Scones with Honey, Rosemary and Goat Cheese

Savory Scones with Honey, Rosemary and Goat Cheese

1 1/3 cups all-purpose flour
1 1/3 cups semolina
2 tsp. baking powder
1/2 tsp. baking soda
1/2 tsp. salt

1/4 cup olive oil
1/4 cup mild herbal honey
1 large egg
1/2 cup cream or whole milk, plus more for brushing scones
1 1/2 tsp. chopped fresh rosemary, divided
5 oz. goat cheese

Preheat oven to 425 degrees F. In a medium bowl, sift together the first five ingredients. In a separate bowl, combine olive oil, honey, egg, cream or milk, and 1 tsp. rosemary.
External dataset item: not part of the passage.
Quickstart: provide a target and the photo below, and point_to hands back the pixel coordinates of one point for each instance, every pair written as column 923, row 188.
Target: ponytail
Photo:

Whisk just enough to break up the egg yolk and blend it with the honey.

Use a pastry cutter to work the goat cheese into the flour mixture until it resembles coarse crumbs. Make a well in the center and add the wet ingredients. Mix with a large spatula until the dough forms a ball. Knead gently several times and turn onto a lightly floured board. Knead again, just enough to form a workable ball.
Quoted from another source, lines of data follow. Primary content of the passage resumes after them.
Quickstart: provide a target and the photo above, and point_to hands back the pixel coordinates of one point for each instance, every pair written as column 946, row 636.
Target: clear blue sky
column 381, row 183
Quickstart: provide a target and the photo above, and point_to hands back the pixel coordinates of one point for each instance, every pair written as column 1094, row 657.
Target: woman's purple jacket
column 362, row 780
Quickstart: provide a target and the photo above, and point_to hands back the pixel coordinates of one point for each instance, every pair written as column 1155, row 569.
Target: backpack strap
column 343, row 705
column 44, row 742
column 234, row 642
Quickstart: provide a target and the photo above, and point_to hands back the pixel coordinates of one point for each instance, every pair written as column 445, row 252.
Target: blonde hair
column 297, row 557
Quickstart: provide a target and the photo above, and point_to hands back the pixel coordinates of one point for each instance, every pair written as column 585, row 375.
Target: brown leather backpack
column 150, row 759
Pat the dough down into a circular shape measuring about 8 1/2 inches in diameter and 3/4 inch thick. Cut with a knife or dough cutter into 8 or 10 pie-style wedges. Brush the tops with the cream or milk and sprinkle with the remaining rosemary. Place scones onto baking sheet about 1 inch apart. Bake for 12-15 minutes, until golden brown.
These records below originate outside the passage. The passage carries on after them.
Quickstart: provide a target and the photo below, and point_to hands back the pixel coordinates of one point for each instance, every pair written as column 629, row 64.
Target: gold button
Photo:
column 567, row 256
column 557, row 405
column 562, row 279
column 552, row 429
Serve with more goat cheese and honey, or honey butter.

From Covered in Honey by Mani Niall

Closeup of rosemary-honey-goat cheese scones

Iron Chef: Honey

Joelen’s Culinary Adventures has quite an ambitious list of food blogging events. I couldn’t keep up this month, but I do have an entry for Iron Chef: Honey. For this one, make a dish where honey is one of the main ingredients.

I got this chicken marinade recipe from my Uncle George’s second wife, Cathy. They met when George was on his 7-year sailing trip around the world in the 1980s; Cathy is from Australia. She made this for us once when they had first come back to the States via the Atlantic Ocean and up the Intracoastal Waterway from North Carolina. I hadn’t made it in quite a while, but we really enjoyed it, so I’ll have to make it again soon.

Cathy Twomey’s Chicken

2 lbs. bone-in, skin-on chicken
1/2 cup clear honey
2 tsp. curry powder
2 tsp. soy sauce
1/2 cup water
1/4 cup vegetable oil

Whisk all marinade ingredients together in a small saucepan and heat over low heat till well combined. Cool. Season chicken with salt and pepper; loosen skin with fingers and make two one-inch cuts in skin (do not cut meat) to allow marinade to get to meat. Pour marinade over chicken and refrigerate for several hours or overnight.

There are various ways to cook this. It’s done when an instant-read thermometer reads 160 degrees F.

In a skillet or saute pan: Brown chicken well on both sides, turn heat to low, cover and simmer 20 minutes till done.

In a grill pan: Heat oven to 350 degrees F. Cook chicken on both sides in oven-proof grill pan (I used cast iron), till well marked. Place pan in oven and bake for 20 minutes or till done.

I served the chicken with an Asian noodle salad that I made up this afternoon. I’ll post that recipe later. It worked out quite well.